Oh, he so was. Tall, dark, and handsome didn’t quite sound good enough for the cowboy at her door. He had nervous energy running through him that would worry most people, almost like a caged mountain lion who’d had a bad week hunting.
But she was too desperate to be picky, and the other two applicants didn’t have the least bit of appeal. Not that she’d seen them face-to-face, nor did she want to. They’d applied by mail via the newspaper office where she’d placed the advertisement. The first applicant was too old to even consider. She’d be the one looking after him if his age was anything to go by. The other gentleman had sleazebag written all over him. Last thing she wanted was a fortune hunter, and that greasy suck-up letter had oozed its writer’s character, from the smell of cheap aftershave he’d drenched the envelope in to the flowery words he’d used.
She needed a hardworking cowboy who would take care of her and her son. Not someone who’d get a foot in the door with an attitude that screamed “takeover in progress.” The man standing before her was used to working. His hands were callused, his jeans worn, and his boots dusty and in need of reheeling. Even his battered hat looked like it belonged to a hard-working cowboy. Pity he had the sexy swagger to his stance.
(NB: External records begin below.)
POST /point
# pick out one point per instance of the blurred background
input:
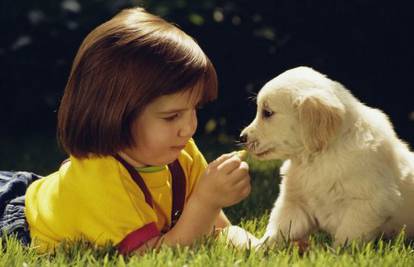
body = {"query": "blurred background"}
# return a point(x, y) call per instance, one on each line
point(365, 44)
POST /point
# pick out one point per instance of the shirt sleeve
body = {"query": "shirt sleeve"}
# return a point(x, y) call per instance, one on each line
point(117, 210)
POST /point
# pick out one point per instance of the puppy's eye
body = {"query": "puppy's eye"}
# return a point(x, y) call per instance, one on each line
point(267, 113)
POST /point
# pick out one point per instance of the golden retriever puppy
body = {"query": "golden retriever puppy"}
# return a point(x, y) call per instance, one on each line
point(346, 172)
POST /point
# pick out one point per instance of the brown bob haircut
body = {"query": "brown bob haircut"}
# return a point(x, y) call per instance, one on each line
point(121, 66)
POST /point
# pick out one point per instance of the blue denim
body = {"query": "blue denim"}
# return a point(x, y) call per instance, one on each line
point(13, 186)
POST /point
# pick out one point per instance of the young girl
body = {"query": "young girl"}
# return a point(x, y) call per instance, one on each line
point(134, 176)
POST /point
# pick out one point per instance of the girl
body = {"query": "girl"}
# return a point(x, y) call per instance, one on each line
point(134, 176)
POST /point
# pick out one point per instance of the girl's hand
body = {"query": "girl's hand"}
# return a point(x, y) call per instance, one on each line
point(225, 182)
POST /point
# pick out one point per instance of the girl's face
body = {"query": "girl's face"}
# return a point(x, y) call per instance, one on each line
point(163, 129)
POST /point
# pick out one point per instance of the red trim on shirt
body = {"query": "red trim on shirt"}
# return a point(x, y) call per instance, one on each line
point(137, 238)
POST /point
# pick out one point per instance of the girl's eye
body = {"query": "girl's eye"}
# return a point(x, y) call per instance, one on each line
point(266, 113)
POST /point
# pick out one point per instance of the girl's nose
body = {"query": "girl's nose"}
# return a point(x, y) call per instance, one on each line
point(189, 126)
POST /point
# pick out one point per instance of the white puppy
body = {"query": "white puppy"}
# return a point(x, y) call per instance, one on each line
point(346, 172)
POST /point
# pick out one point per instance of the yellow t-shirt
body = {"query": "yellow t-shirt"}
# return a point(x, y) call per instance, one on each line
point(97, 199)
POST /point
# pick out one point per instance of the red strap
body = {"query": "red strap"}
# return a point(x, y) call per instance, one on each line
point(179, 191)
point(137, 238)
point(178, 187)
point(138, 180)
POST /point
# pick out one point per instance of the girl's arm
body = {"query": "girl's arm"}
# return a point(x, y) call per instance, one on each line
point(225, 183)
point(222, 221)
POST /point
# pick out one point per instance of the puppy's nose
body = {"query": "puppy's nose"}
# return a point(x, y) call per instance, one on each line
point(243, 138)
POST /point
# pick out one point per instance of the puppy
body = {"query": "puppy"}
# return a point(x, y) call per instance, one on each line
point(345, 170)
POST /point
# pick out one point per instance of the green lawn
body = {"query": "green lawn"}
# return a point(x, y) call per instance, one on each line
point(251, 214)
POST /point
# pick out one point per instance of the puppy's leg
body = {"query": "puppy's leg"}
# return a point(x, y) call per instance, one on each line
point(288, 221)
point(359, 224)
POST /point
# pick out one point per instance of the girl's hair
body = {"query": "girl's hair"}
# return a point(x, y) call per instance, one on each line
point(122, 66)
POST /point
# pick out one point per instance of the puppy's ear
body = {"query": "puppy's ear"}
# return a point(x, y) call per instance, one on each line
point(320, 116)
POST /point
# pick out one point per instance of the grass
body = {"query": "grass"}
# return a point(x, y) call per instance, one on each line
point(252, 214)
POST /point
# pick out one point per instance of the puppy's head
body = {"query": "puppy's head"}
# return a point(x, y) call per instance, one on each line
point(297, 112)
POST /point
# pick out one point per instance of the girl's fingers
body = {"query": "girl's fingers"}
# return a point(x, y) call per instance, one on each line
point(229, 165)
point(221, 159)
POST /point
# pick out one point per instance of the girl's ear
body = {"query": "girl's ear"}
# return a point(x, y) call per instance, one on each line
point(320, 115)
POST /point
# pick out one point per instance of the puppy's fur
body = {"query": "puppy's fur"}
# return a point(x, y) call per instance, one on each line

“What’s your name, cowboy?” Toby put his arms around her leg, leaving jelly marks from his sticky fingers on the worn denim. Some cleanup job that’d been.
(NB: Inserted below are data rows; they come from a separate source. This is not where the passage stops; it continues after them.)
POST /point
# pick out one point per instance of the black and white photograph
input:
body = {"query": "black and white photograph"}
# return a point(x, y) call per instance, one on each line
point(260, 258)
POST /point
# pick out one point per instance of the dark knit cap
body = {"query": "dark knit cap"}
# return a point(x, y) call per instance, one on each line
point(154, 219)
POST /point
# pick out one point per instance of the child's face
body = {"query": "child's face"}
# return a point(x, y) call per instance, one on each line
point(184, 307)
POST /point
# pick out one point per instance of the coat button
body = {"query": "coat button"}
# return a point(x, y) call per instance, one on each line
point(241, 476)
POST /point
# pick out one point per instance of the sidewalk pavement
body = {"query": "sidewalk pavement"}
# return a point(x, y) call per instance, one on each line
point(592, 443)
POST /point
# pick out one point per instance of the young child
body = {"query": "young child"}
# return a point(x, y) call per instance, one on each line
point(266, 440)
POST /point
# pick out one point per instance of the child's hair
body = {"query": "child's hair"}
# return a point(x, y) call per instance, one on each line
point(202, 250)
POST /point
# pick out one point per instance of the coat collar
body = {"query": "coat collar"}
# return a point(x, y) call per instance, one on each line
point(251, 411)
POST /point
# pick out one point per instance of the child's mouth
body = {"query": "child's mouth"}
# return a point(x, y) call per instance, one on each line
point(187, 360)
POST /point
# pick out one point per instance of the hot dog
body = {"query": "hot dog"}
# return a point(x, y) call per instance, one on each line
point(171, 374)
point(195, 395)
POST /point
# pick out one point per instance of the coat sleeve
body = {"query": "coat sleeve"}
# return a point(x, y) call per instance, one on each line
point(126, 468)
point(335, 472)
Oh, heck! No wonder she thought she recognized him. Little sister Cassie had fallen for this love ’em and leave ’em man last fall. He’d broken her heart, and she still bemoaned how he was perfect for her. Sounded like he didn’t agree, as they never got past the third date.
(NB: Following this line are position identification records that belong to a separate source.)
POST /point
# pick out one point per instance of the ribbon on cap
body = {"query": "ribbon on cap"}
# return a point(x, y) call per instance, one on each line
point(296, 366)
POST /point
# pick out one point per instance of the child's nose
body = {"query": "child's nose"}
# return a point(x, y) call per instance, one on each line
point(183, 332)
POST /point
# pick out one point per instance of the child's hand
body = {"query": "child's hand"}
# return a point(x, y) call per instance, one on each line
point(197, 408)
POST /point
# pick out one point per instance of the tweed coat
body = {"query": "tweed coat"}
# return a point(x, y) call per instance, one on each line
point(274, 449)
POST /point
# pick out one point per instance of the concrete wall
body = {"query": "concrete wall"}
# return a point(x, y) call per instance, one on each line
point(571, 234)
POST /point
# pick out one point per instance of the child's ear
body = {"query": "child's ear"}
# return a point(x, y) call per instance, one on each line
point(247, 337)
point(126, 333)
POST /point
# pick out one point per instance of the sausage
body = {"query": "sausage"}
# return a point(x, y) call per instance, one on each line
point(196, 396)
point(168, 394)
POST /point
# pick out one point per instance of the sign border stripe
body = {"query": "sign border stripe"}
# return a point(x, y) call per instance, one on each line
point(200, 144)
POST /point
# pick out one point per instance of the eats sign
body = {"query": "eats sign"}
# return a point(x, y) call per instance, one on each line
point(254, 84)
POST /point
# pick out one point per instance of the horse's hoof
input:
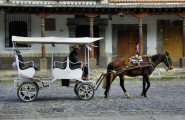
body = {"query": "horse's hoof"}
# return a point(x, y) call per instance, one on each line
point(146, 95)
point(106, 96)
point(126, 94)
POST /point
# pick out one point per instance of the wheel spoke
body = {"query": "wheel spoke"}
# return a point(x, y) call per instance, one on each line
point(30, 88)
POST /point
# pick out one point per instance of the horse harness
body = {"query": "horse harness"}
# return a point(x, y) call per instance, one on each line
point(151, 64)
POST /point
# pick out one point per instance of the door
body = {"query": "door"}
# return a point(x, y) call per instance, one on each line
point(17, 28)
point(127, 43)
point(84, 31)
point(173, 42)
“Seems your reputation precedes you. Not sure I’m willing to employ someone who cares more about drinking, fighting, and flirting with every lady in town. I need someone who’s prepared to work an honest day’s work, not play.”
He looked down at his feet and sighed before meeting her gaze. “Mrs. Mitchell, give me a chance. I’ve been doing my best to mend my ways, to make a go of it ever since my grandpa died. I know my reputation, and I’m doing everything I can to move on from that, I promise. My brother Jethro is running the ranch and there ain’t enough work for all of us. But if you want references, I know there’re people who’ll give you one, tell you how hard I work.”
“But what have you done long-term, other than drink and fight?” And break girls’ hearts.
“Guess you got me there. Only work around has been short-term, you know. That’s why I’m keen to take on something I can sink my teeth into, something permanent where I can make my mark. If you’ll give me a chance, I’ll prove to you that I’m a good risk. I’ve changed. Ask my brother or his lawyer if you like. I know she’ll vouch for me too.”
“Who’s his lawyer?” It was so tempting to take him on, but something still niggled in the back of her mind.
Could she trust him, knowing his reputation? It was hardly six months ago that Cassie had come crying to her over Nate Hansen. Joy had been secretly pleased the hard-partying, womanizing slob had dumped her sister. Cassie didn’t need the kind of grief an affair with Nate could bring. How could she let herself believe that he was a new man and even consider bringing him into her life now? She had a child to protect!
“Sadie St. Martin and Layla Watson.”
Joy swallowed back her relief. Her lawyer and the lady who wrote up Bradley’s will when he found out he was going to die. “I know them.”
“Great, so you’ll call and at least get a character reference then?”
Joy gripped her son’s hand and lifted him up onto her hip, ignoring the sticky fingers as he clutched her shirt. Toby tucked his head into her neck and watched the stranger at the door. “I guess I can do that.”
“So, what’s the job?”
“I need a husband, Mr. Hansen. And I don’t have much time left to choose one.”